# Small Head?



## maureen_mickel (Jul 17, 2011)

Hi! My gsd Celia just turned 1 on june, 1st and her head still looks small! I know that GSD's eventually "Fill out" do you think it will get any bigger?! Her daddy had a big head, her moms was a bit average., maybe alittle smaller. Here is a variety of pictures of celia's head, tell me what you think.


----------



## GatorDog (Aug 17, 2011)

I think she's just perfect for a female. She's a gorgeous girl! :wub:


----------



## Wolfgeist (Dec 4, 2010)

Yep, Hunter just turned one and his head is too small for his body. Very normal. She will fill out. Also, she's gorgeous. <3


----------



## Courtney (Feb 12, 2010)

I think she's very feminine in appearance, I like her

She will fill out more, she's still a baby.


----------



## maureen_mickel (Jul 17, 2011)

Thank you very much guys! She is very gorgeous and im so proud of her! I was just curious to see what would happen cause her paws just looked so huge copared to her head! but yes she is still a baby and a very cute one! Im amazed at how much she has changed! this is her baby picture:


----------



## Courtney (Feb 12, 2010)

OMG, that picture is CUTE! 

When my boy was a pup he was all ears & paws. Then when he was around 6-8 months old was very lanky like a teenage boy. At two he's filled out very nice.


----------



## maureen_mickel (Jul 17, 2011)

ya celia is pretty much all legs, long back, and tail XD She has some nice muscles on her legs from all the walks we do and crazy tricks x3 her chest is still a bit narrow though, but im sure that it will widen eventually.


----------



## childsplay (Jan 28, 2012)

One thing I love about GSDs compared to other breeds is how you can almost always tell the sex of the dog just by the head and face. No one ever thinks my Uther is a female...he has such a masculine little face even at 5 months old.

She is so lovely and I like her head the way it is. I bet she will fill out a bit more though. 

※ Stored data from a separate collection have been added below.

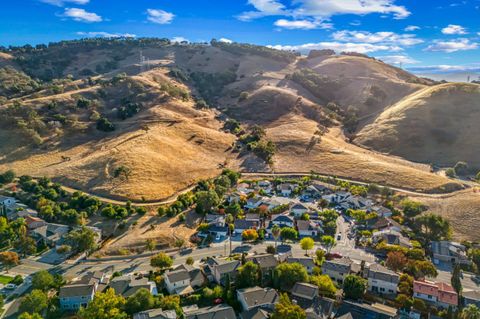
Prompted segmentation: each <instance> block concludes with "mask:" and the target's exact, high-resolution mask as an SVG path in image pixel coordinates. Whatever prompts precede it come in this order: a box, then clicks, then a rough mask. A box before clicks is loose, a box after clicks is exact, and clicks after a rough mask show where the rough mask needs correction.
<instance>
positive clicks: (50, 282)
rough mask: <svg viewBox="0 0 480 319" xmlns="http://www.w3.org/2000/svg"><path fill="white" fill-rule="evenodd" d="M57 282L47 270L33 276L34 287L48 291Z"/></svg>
mask: <svg viewBox="0 0 480 319" xmlns="http://www.w3.org/2000/svg"><path fill="white" fill-rule="evenodd" d="M54 284H55V279H54V278H53V276H52V275H51V274H50V273H49V272H48V271H46V270H40V271H39V272H37V273H35V274H34V275H33V276H32V288H33V289H37V290H42V291H47V290H49V289H50V288H52V287H53V286H54Z"/></svg>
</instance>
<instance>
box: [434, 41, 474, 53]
mask: <svg viewBox="0 0 480 319" xmlns="http://www.w3.org/2000/svg"><path fill="white" fill-rule="evenodd" d="M477 48H478V43H474V42H470V40H469V39H456V40H451V41H442V40H436V41H434V42H433V44H431V45H429V46H428V47H427V48H426V49H425V51H431V52H446V53H452V52H457V51H467V50H475V49H477Z"/></svg>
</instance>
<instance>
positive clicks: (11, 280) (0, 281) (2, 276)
mask: <svg viewBox="0 0 480 319" xmlns="http://www.w3.org/2000/svg"><path fill="white" fill-rule="evenodd" d="M12 280H13V278H12V277H8V276H4V275H0V284H3V285H6V284H8V283H9V282H10V281H12Z"/></svg>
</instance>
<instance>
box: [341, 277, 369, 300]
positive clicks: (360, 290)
mask: <svg viewBox="0 0 480 319" xmlns="http://www.w3.org/2000/svg"><path fill="white" fill-rule="evenodd" d="M366 289H367V282H366V280H365V279H363V278H362V277H360V276H356V275H347V276H346V277H345V280H344V281H343V293H344V294H345V297H346V298H349V299H354V300H357V299H360V298H362V297H363V295H364V293H365V290H366Z"/></svg>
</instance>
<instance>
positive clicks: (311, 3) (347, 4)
mask: <svg viewBox="0 0 480 319" xmlns="http://www.w3.org/2000/svg"><path fill="white" fill-rule="evenodd" d="M248 4H249V5H251V6H253V7H254V8H255V10H254V11H247V12H243V13H242V14H240V15H239V16H238V17H237V18H238V19H240V20H242V21H250V20H253V19H257V18H261V17H266V16H283V17H288V18H290V19H292V20H286V19H280V20H277V22H276V23H275V24H276V25H277V26H279V27H285V28H288V29H307V30H309V29H315V28H318V27H321V24H320V23H321V22H318V23H317V26H316V27H315V21H328V20H329V19H330V18H331V17H332V16H335V15H343V14H354V15H367V14H372V13H378V14H382V15H391V16H393V17H394V18H395V19H403V18H406V17H408V16H409V15H410V12H409V11H408V10H407V9H406V8H405V7H404V6H400V5H396V4H395V0H367V1H366V0H344V1H338V0H322V1H318V0H291V1H290V4H289V5H288V6H287V5H285V4H284V3H282V2H280V1H279V0H248ZM279 24H280V25H279Z"/></svg>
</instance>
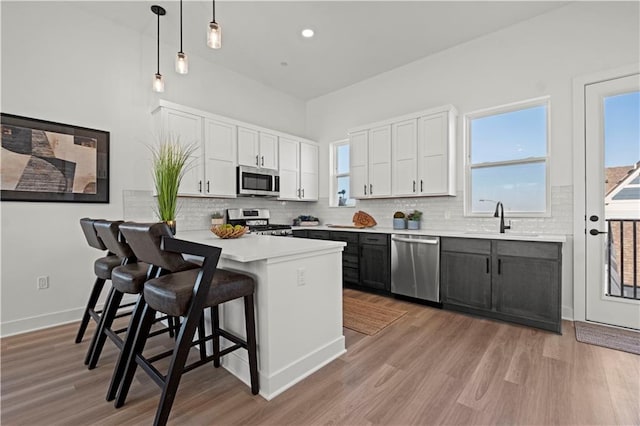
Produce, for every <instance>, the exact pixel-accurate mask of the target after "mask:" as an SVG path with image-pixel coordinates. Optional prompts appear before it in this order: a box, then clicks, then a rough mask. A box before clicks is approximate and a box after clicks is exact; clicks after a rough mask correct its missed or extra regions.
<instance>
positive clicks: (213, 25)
mask: <svg viewBox="0 0 640 426" xmlns="http://www.w3.org/2000/svg"><path fill="white" fill-rule="evenodd" d="M207 46H209V47H210V48H212V49H220V48H221V47H222V28H220V25H218V23H217V22H209V31H208V32H207Z"/></svg>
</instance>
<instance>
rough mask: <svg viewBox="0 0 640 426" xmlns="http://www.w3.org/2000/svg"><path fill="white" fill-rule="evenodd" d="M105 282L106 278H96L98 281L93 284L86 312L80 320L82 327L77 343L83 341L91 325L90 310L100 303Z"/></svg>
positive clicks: (85, 309)
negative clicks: (85, 333)
mask: <svg viewBox="0 0 640 426" xmlns="http://www.w3.org/2000/svg"><path fill="white" fill-rule="evenodd" d="M105 282H106V280H105V279H102V278H96V282H95V283H94V284H93V289H91V294H90V295H89V301H88V302H87V307H86V308H85V310H84V314H83V315H82V321H80V328H79V329H78V334H77V335H76V343H80V342H82V338H83V337H84V332H85V331H86V330H87V325H89V320H90V319H91V314H90V312H91V311H93V310H94V309H95V308H96V303H98V298H100V293H102V288H103V287H104V283H105Z"/></svg>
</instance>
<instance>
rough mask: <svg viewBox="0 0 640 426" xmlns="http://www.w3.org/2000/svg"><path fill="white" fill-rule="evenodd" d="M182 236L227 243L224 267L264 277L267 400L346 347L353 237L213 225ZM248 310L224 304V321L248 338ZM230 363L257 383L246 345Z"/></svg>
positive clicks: (180, 236) (256, 309)
mask: <svg viewBox="0 0 640 426" xmlns="http://www.w3.org/2000/svg"><path fill="white" fill-rule="evenodd" d="M176 238H180V239H184V240H188V241H194V242H198V243H202V244H209V245H212V246H216V247H220V248H222V254H221V258H220V262H219V265H218V266H219V267H220V268H224V269H229V270H234V271H238V272H243V273H247V274H249V275H252V276H253V277H254V278H255V279H256V297H255V302H256V323H257V324H256V326H257V339H258V372H259V374H260V395H262V396H263V397H264V398H265V399H267V400H269V399H272V398H274V397H275V396H277V395H278V394H280V393H281V392H283V391H285V390H286V389H288V388H289V387H291V386H293V385H294V384H296V383H297V382H299V381H300V380H302V379H304V378H305V377H307V376H308V375H310V374H312V373H313V372H315V371H316V370H318V369H320V368H322V367H323V366H324V365H326V364H328V363H329V362H331V361H332V360H334V359H335V358H337V357H339V356H340V355H342V354H343V353H345V352H346V349H345V341H344V336H343V334H342V249H343V247H344V246H345V243H343V242H336V241H319V240H304V239H299V238H286V237H275V236H267V235H245V236H243V237H240V238H237V239H228V240H223V239H220V238H218V237H216V236H215V235H213V234H212V233H211V232H210V231H186V232H179V233H178V234H177V235H176ZM243 309H244V307H243V303H242V300H241V299H239V300H233V301H230V302H227V303H224V304H223V305H222V306H221V307H220V313H221V322H222V325H223V327H224V328H226V329H228V330H230V331H232V332H233V333H235V334H238V335H240V336H242V337H244V336H245V331H244V316H243ZM223 342H224V339H223ZM227 343H228V342H227ZM222 365H223V367H225V368H226V369H227V370H229V371H230V372H231V373H232V374H234V375H235V376H237V377H238V378H240V379H241V380H242V381H244V382H245V383H247V384H248V383H249V366H248V361H247V357H246V353H245V351H236V352H232V353H231V354H229V355H228V356H226V357H224V358H223V361H222Z"/></svg>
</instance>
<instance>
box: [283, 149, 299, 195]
mask: <svg viewBox="0 0 640 426" xmlns="http://www.w3.org/2000/svg"><path fill="white" fill-rule="evenodd" d="M299 147H300V143H299V142H298V141H295V140H293V139H287V138H280V143H279V146H278V151H279V152H280V159H279V160H280V161H279V162H280V197H279V199H280V200H298V199H299V196H300V193H299V189H300V182H299V181H298V179H299V175H300V167H299V152H298V151H299Z"/></svg>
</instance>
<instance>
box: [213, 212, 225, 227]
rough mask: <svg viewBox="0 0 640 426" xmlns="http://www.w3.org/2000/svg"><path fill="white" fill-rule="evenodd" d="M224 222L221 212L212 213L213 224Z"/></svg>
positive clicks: (216, 224) (219, 224)
mask: <svg viewBox="0 0 640 426" xmlns="http://www.w3.org/2000/svg"><path fill="white" fill-rule="evenodd" d="M223 223H224V216H223V215H222V213H220V212H213V213H212V214H211V225H212V226H215V225H222V224H223Z"/></svg>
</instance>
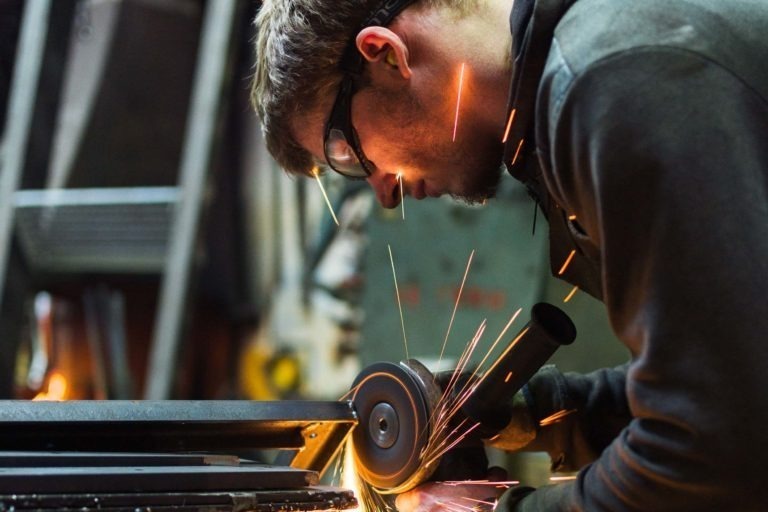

What a pretty girl you have!


----------



## maureen_mickel (Jul 17, 2011)

Thank you! Is that Uther is your avatar? Cause is a handsome sable! Ya when I saw Celia's parents i could tell mother from father right away ecause how masculine dad look and feminine mom looked! It really adds to their personality


----------



## Jo_in_TX (Feb 14, 2012)

I think she's lovely. I'm a big fan of feminine-appearing gsds. Take a look at my avatar; it's an old picture and she's grown a lot, but Teddy (female) has a smallish, very feminine head.


----------



## Brandon720 (Jun 2, 2020)

maureen_mickel said:


> Thank you very much guys! She is very gorgeous and im so proud of her! I was just curious to see what would happen cause her paws just looked so huge copared to her head! but yes she is still a baby and a very cute one! Im amazed at how much she has changed! this is her baby picture:


Ok is there is there something going on with my 5 week old.... His ears haven't shown any signs of standing up


----------